And just now, as I was spooning her melty ice cream into her pretty little mouth, Suvi: I want a blue bitar (guitar) and earrings (touching both her earlobes) like you Mom.
I guess if I don't want the boy to think I am mad at him more than not, and I really don't want my girl to have earrings, there are some changes to be made around here.
Oh bother. My little precious babycakes are my mirrors and my shadows. I need to do the work so they don't get shadowy. And I had to share this to remind myself that it matters what comes out of my mouth, how it comes out, and what goes in (and through) their ears.

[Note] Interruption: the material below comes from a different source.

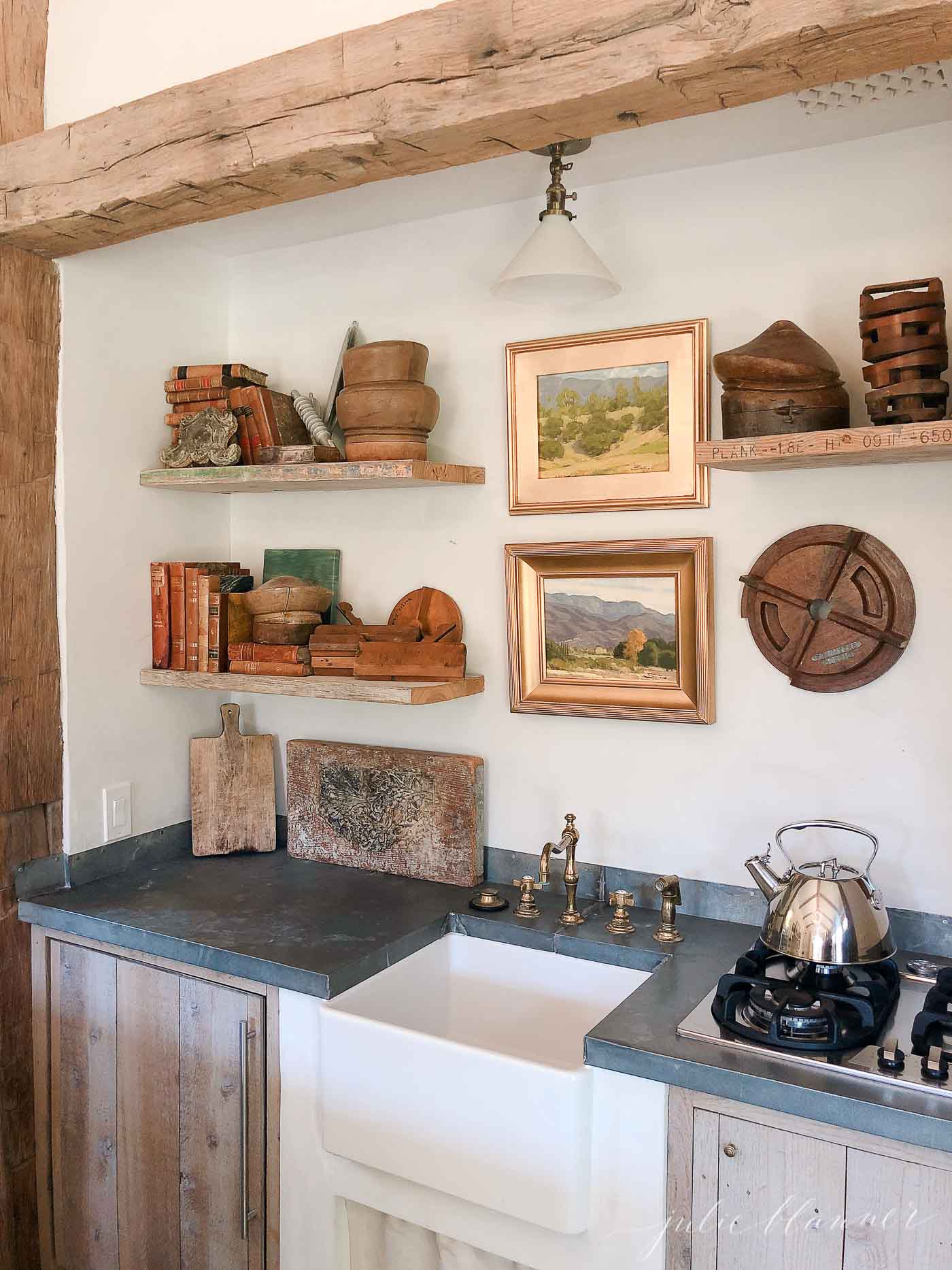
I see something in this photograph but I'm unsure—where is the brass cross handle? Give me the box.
[513,873,542,917]
[605,890,634,935]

I've had my humble pie for the evening!
Its not just me who suffers if I am not taking care of myself. This is, at times, very difficult to accept. Pity parties and mud puddles are not Table for One with these children in tow. Best to avoid or prevent such occasions. so that is IT. i am getting 50% stricter around here.
I am picking my heart up off the ground, taking my head out of my arse, and getting on with life. Dr Wanschura, HERE I COME!!!!! It took a lot of strong suggesting from my dear ol' pals, and some serious pushing from my friend/client JG (who had her babes in short order and knows the dumps from first hand experience) and her threat to call and check up on me today to make sure I made myself an appointment. This is more than the blues here, people, it is more than a pity party or a mud puddle or a bit down. I am afraid this is the big time, and it scares the poop out of me. It has been lasting too long not to say, I can't make myself even write the word...depression. Exhale.

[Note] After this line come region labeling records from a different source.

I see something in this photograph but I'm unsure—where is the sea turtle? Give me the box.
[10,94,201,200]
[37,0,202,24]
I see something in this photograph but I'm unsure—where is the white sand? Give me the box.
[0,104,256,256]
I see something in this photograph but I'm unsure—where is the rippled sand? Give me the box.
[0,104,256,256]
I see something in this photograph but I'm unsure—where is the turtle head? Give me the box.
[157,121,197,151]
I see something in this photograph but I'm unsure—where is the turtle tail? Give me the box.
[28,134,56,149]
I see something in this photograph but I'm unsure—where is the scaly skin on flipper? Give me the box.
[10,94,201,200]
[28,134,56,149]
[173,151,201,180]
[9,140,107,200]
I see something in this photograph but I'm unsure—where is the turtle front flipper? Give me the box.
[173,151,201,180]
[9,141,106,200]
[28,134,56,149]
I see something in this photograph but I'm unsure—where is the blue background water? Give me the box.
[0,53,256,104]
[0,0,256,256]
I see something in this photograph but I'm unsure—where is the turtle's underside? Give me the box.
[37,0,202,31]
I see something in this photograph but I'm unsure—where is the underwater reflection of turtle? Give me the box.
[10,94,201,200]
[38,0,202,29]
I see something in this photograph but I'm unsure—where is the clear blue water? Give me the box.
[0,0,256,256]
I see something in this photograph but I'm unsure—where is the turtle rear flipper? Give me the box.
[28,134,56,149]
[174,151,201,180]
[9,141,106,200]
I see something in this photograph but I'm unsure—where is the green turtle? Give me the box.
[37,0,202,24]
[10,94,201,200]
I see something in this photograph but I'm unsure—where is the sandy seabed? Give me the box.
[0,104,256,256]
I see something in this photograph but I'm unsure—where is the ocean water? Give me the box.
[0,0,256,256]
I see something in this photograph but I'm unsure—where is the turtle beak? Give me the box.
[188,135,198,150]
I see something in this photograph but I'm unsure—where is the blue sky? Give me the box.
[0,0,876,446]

I've been experiencing a range of emotions, but the biggest factor is my bitchiness. It is much greater than usual. I'm just crabby and irritable and then sometimes sad. But I am most definitely not enough of myself to go any further feeling THIS ANXIOUS. I'm really scared to admit all of this to myself, and will probably regret being so open about it here, but there is always the 'delete post' option, for later, when or if I am feeling more private about my life. It isn't every moment, like I remember from 13 years ago, but then, I am NOT willing to get to that whimpering puddle of me that thankfully made it through that time. Eew. I was miserable. I wanted to shrivel up into nothing and blow away in the wind. Now I want to fly the most beautiful kite ever dreamed of in the wind. With a huge colorful tail that screams celebration of this good vibration. And I am going to do it just as soon as my head is all cleared up.
I do wonder why the evenings seem to be...um, Normal. I don't feel any of that burdensome squeezing in my chest or tumbling of my brain after the sun goes down. Why is that?

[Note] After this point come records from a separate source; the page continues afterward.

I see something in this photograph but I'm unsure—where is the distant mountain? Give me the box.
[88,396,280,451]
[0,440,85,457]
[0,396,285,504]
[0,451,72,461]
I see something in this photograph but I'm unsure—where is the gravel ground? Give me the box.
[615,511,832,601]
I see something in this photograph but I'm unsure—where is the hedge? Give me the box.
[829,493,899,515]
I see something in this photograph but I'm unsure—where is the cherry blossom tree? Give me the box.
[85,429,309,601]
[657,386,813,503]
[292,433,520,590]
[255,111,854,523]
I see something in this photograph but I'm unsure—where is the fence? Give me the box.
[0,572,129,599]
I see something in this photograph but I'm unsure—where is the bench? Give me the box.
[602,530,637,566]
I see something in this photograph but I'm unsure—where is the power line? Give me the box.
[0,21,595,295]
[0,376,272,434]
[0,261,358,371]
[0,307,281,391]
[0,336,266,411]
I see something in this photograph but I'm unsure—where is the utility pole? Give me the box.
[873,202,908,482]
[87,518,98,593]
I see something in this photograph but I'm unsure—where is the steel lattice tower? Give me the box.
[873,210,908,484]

I am thankful that my husband is so supportive. And even though I'm sure it is hard to hear your wife say time and time again, "I'm sad." "I just don't feel right." "I'm so stressed out." And maybe even scary to hear her say, "I'm depressed. In a real way." I bet it is a bit of a relief to hear her say she is ready to change it. I'm thankful for him and in my dark moments feel ashamed I'm not healthier for him. But I will be. It is in me. I am in me.
Mr Sensitive loves his "mr conductor" hat.
the thumb suckers (i did til i was 13!)
Suvi trying to convince Theo to drive to Caribou with her. This was her get up just before bedtime...jammies, sweater, church shoes on the wrong feet, back pack, bracelet.